For every new mom, parhaps one of the most akward transitions you can make infront of your own parents is the act of becoming a parent yourselves. We tend to have all these 'ideas' and 'missions' growing up. "Oh I'll never dress as funny as my mom did!" or "I'll never be as strict as my mom with my kids. I'll be more fun!" or "I'll never make my poor baby girls wear those aweful scratchy frilly socks I had to wear". And when the bomb drops, and we become moms ourselves, all these 'ambitions' become so silly, and we now become mature functional adults by force. We inevitably turn into our parents. We now understand why mom wore those funny long maybe rainbow coloured 'dashiki' looking gowns at home, it's because they really are comfortable and when you're a mom 'comfortable' is always more appealing than 'stylish'. You also now understand why mom seemed so strict at times. It's because she loved you and wanted you to turn into the best person that you could be. You now understand why she didn't want mud pies in the house! I mean it seemed like a good idea to you at 4 or 5 years old, but who do you think had to clean up the mess afterwards?

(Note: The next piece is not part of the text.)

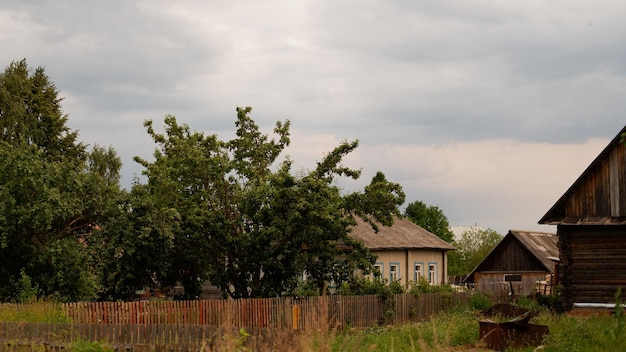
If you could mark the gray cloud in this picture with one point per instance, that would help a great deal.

So the point being made here, is that yes we all start off with this aim to be the perfect mom, but many of us tend to 'chicken out' when we realise just how amazing our own mom really was. It's only after you have your own child that you truly appreciated everything that your own mom did for you. And while this is wonderful and a blessing from Allah(Swt), it is also the point at which you as the new mom have to make a decision! Are you going to:-
1) Follow your instincts and try to be the great mom to your kids that your mom was to you INshaa Allah?
2) OR just ask your mom what to do on everything regarding the new baby and let her make all the important decisions?
Too many moms these days fall into category TWO and they lose that ability to follow their maternal instincts. So much so, that 'grandma' has to take over! Grandma now becomes the primary caregiver to her new grandchild and you just wallow there thinking 'I can't manage these kids on my own!! What will I do without my mom?!!?!'. You tend to lose respect and confidence in yourself and then it reflects in all aspects of motherhood. And worse yet, your children have no respect for you either because you project yourself as a 'push-over' essentially. Trust me when I say that children know how to detect 'push-overs'. We should always project ourselves to our children and strong-minded, independant and ambitious adults. Every mother should be a role model to her daughters INshaa Allah and the same particularly goes for sons and fathers....Be a fun quacky mom, but also be a no-nonesense mummy! Have balance within the home. Don't allow the words of others to affect your confidence in yourself as a mother Inshaa Allah. Make dua to Allah(swt) to give you the strength you need to take care of your children and to raise them as strong minded and God-fearing Muslims.